Término | Definición |
---|---|
Conjugación | Transferencia de ADN por contacto directo usando un pilus de conjugación |
Transducción | Mecanismo de transferencia horizontal de genes en bacterias en las que se transfieren genes a través de infección viral |
Transformación | Mecanismo de transferencia génica horizontal en el que el ADN ambiental desnudo es captado por una célula bacteriana |
Transposición | Proceso mediante el cual el ADN se escinde independientemente de una ubicación en una molécula de ADN y se integra en |
Enfoque Clínico: Parte 3
A pesar del tratamiento antibiótico continuado, la infección de Mark continuó progresando rápidamente. La región infectada siguió expandiéndose, y hubo que ponerle un ventilador para que le ayudara a respirar. El médico de Mark ordenó la extirpación quirúrgica del tejido infectado. Después de una cirugía inicial, la herida de Mark fue monitoreada diariamente para asegurar que la infección no regresara, pero continuó propagándose.
Después de dos rondas adicionales de cirugía, la infección finalmente pareció estar contenida. Unos días después, Mark fue retirado del ventilador y pudo respirar por su cuenta. No obstante, había perdido una gran cantidad de piel y tejidos blandos en la parte inferior de la pierna.
Ejercicio\(\PageIndex{7}\)
- ¿Por qué la extirpación de tejido infectado detiene la infección?

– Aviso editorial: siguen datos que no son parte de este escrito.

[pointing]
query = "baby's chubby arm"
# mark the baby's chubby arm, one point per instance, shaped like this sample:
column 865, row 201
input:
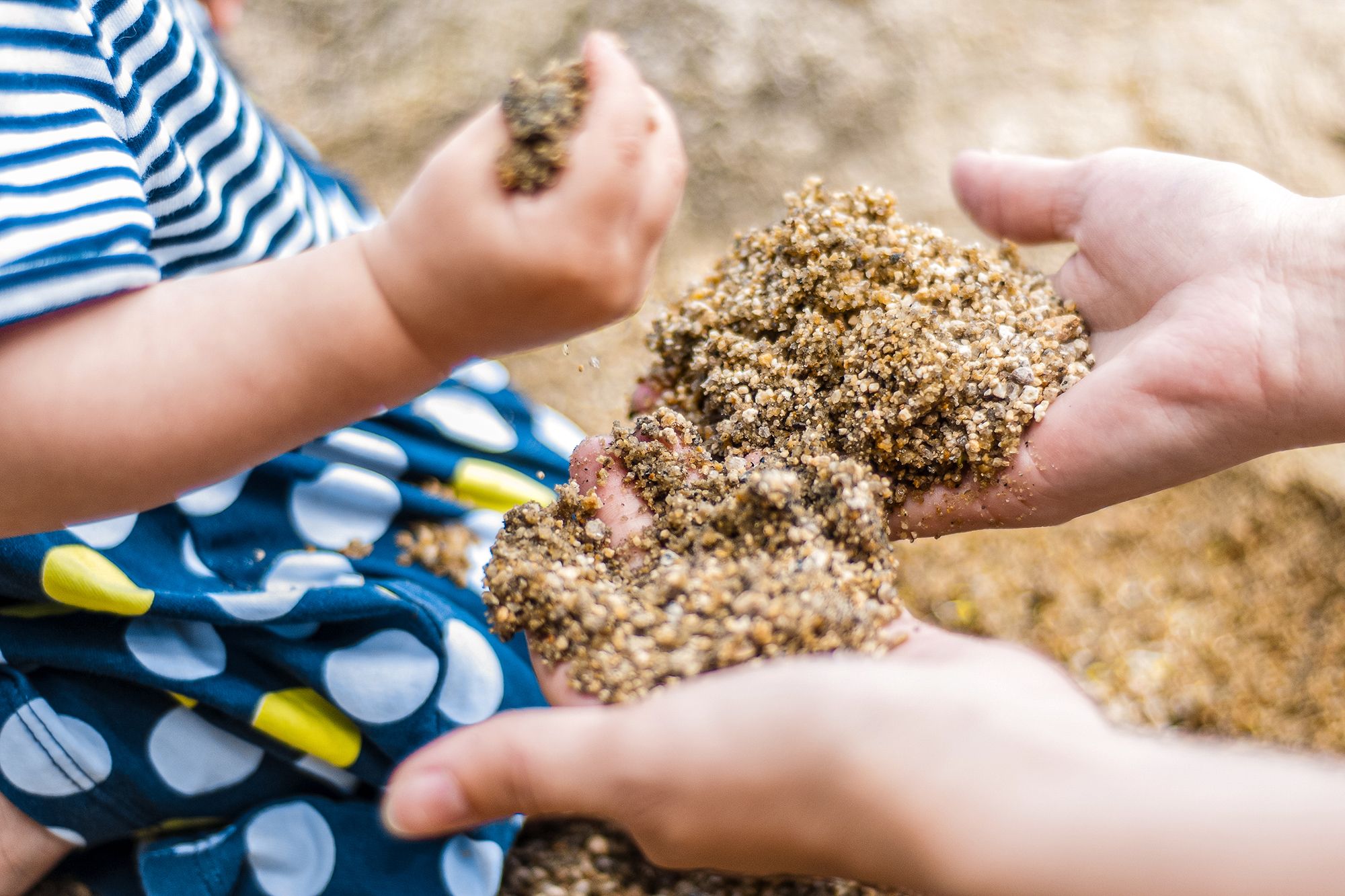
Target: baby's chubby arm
column 124, row 404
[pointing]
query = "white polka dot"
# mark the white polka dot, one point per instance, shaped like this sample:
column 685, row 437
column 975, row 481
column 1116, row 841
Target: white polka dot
column 213, row 499
column 291, row 850
column 474, row 682
column 473, row 866
column 294, row 573
column 106, row 533
column 202, row 845
column 72, row 837
column 50, row 755
column 467, row 417
column 486, row 525
column 384, row 678
column 556, row 431
column 344, row 505
column 361, row 448
column 178, row 649
column 486, row 376
column 196, row 758
column 192, row 560
column 325, row 771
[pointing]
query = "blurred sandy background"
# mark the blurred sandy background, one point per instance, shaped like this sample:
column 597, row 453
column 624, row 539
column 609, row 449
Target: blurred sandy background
column 883, row 92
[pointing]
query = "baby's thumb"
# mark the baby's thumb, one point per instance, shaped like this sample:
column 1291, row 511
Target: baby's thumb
column 532, row 762
column 1024, row 198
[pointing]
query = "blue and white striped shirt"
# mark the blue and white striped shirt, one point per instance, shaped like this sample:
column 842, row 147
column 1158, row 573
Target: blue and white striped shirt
column 131, row 154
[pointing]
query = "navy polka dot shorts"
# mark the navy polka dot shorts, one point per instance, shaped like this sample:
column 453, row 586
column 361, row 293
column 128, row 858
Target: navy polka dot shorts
column 209, row 696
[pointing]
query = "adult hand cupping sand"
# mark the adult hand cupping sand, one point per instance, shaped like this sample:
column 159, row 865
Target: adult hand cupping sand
column 891, row 760
column 1217, row 317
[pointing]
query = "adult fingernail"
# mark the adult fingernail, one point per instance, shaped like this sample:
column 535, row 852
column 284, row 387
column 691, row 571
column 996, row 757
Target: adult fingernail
column 426, row 802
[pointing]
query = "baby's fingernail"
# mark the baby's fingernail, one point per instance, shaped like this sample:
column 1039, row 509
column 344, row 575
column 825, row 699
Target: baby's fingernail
column 426, row 802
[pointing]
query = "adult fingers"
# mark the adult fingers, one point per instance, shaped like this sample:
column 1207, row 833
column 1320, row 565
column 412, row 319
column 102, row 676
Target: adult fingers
column 533, row 762
column 1104, row 442
column 1024, row 198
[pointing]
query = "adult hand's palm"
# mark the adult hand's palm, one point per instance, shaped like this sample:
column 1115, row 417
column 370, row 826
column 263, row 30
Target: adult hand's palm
column 1194, row 278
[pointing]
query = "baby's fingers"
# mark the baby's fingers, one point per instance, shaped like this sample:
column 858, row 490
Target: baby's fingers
column 623, row 512
column 607, row 155
column 1024, row 198
column 665, row 175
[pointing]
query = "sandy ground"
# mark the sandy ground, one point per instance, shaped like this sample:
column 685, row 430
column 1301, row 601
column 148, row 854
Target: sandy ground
column 864, row 91
column 887, row 92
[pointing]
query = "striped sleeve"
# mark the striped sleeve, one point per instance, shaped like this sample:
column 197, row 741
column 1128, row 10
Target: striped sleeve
column 75, row 222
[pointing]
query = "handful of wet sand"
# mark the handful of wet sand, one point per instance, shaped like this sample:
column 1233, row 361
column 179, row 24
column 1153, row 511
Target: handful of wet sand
column 828, row 369
column 541, row 114
column 743, row 557
column 844, row 329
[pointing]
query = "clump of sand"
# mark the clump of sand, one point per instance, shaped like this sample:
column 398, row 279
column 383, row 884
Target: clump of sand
column 541, row 114
column 744, row 557
column 566, row 858
column 844, row 330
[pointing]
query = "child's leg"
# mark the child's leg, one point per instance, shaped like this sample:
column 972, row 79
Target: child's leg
column 28, row 850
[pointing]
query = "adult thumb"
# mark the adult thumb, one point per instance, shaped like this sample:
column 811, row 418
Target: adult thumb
column 533, row 762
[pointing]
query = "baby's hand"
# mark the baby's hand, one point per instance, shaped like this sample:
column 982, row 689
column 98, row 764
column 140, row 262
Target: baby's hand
column 473, row 270
column 1217, row 310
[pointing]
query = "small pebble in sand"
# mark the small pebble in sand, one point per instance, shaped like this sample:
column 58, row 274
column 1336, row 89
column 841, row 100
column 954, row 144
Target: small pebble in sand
column 541, row 114
column 440, row 548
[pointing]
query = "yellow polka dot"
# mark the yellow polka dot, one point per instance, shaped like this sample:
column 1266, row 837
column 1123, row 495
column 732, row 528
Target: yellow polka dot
column 37, row 611
column 496, row 486
column 80, row 576
column 305, row 720
column 177, row 826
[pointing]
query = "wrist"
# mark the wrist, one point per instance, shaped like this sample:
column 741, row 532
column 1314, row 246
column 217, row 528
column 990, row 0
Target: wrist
column 1311, row 271
column 404, row 295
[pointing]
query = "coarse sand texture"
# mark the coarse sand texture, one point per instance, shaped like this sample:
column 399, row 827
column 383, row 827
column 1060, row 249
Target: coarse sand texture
column 828, row 369
column 541, row 114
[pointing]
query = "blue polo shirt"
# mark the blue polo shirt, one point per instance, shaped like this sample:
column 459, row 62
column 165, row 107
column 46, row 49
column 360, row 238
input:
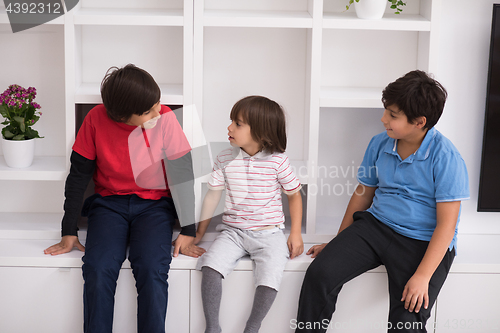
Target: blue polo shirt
column 407, row 191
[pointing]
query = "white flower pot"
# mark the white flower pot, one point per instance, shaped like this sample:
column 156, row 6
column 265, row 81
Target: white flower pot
column 18, row 154
column 370, row 9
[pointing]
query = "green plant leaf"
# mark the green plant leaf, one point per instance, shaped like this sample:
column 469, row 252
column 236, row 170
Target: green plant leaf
column 31, row 133
column 4, row 111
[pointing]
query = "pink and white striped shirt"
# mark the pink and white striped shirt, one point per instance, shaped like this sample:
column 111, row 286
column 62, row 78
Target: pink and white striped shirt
column 253, row 187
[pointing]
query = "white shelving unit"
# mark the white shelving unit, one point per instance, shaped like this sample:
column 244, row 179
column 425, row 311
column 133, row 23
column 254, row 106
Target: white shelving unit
column 326, row 67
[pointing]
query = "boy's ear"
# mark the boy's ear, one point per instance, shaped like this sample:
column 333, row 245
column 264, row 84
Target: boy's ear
column 420, row 122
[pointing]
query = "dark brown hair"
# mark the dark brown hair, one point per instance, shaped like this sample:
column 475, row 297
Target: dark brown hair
column 127, row 91
column 266, row 119
column 416, row 94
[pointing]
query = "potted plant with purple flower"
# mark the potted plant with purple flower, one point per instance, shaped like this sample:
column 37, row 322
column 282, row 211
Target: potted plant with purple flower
column 20, row 111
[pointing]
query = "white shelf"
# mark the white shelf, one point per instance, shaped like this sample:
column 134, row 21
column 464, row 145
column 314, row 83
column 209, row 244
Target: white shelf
column 4, row 18
column 300, row 168
column 351, row 97
column 90, row 93
column 129, row 16
column 43, row 168
column 257, row 19
column 473, row 257
column 389, row 22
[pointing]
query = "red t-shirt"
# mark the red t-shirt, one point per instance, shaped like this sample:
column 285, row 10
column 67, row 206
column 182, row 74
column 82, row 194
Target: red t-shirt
column 129, row 159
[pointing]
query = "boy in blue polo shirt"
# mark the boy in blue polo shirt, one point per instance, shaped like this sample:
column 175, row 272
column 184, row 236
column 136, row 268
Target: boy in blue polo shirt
column 404, row 213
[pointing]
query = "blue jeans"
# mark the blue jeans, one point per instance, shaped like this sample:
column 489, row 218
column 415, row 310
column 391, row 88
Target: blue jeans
column 367, row 243
column 116, row 223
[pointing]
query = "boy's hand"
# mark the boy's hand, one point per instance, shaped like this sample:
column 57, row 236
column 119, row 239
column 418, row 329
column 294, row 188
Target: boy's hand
column 185, row 245
column 316, row 249
column 416, row 293
column 295, row 245
column 66, row 244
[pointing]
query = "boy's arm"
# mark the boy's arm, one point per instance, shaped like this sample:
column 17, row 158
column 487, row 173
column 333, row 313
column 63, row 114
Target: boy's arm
column 79, row 176
column 361, row 199
column 415, row 292
column 210, row 203
column 295, row 243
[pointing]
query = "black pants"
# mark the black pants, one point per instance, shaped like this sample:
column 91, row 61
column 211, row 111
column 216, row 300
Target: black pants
column 364, row 245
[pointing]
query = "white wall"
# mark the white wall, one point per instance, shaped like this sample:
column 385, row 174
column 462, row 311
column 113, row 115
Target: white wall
column 463, row 69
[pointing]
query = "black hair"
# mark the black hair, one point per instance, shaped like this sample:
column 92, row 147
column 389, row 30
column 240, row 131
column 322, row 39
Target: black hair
column 128, row 90
column 417, row 94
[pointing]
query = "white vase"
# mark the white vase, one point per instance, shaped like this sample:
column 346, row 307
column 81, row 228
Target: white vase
column 18, row 153
column 370, row 9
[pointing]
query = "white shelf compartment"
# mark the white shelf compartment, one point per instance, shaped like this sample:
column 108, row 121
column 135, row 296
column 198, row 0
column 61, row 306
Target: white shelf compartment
column 300, row 168
column 473, row 257
column 411, row 22
column 157, row 49
column 4, row 18
column 129, row 16
column 43, row 168
column 90, row 93
column 256, row 13
column 257, row 18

- ¿Cuáles son algunas complicaciones probables de este método de tratamiento?
Conceptos clave y resumen
- La transferencia horizontal de genes es una forma importante para que organismos que se reproducen asexualmente como los procariotas adquieran nuevos rasgos.
- Hay tres mecanismos de transferencia horizontal de genes típicamente utilizados por las bacterias: transformación, transducción y conjugación.
- La transformación permite que las células competentes capten el ADN desnudo, liberado de otras células al morir, en su citoplasma, donde puede recombinarse con el genoma del huésped.
- En la transducción generalizada, cualquier fragmento de ADN cromosómico puede transferirse por empaquetamiento accidental del cromosoma huésped degradado a una cabeza de fago. En la transducción especializada, solo el ADN cromosómico adyacente al sitio de integración de un fago lisogénico puede transferirse como resultado de la escisión imprecisa del profago.
- La conjugación está mediada por el plásmido F, que codifica un pilus de conjugación que pone en contacto una célula F + que contiene plásmido F con una célula F.
- La rara integración del plásmido F en el cromosoma bacteriano, generando una célula Hfr, permite la transferencia de ADN cromosómico del donante al receptor. Adicionalmente, la escisión imprecisa del plásmido F del cromosoma puede generar un plásmido F' que puede transferirse a un receptor por conjugación.
- La transferencia de conjugación de plásmidos R es un mecanismo importante para la propagación de la resistencia a antibióticos en comunidades bacterianas.
- Los transposones son moléculas de ADN con repeticiones invertidas en sus extremos que también codifican la enzima transposasa, permitiendo su movimiento de una ubicación en el ADN a otra. Aunque se encuentran tanto en procariotas como eucariotas, los transposones son clínicamente relevantes en patógenos bacterianos para el movimiento de factores de virulencia, incluyendo genes de resistencia a antibióticos.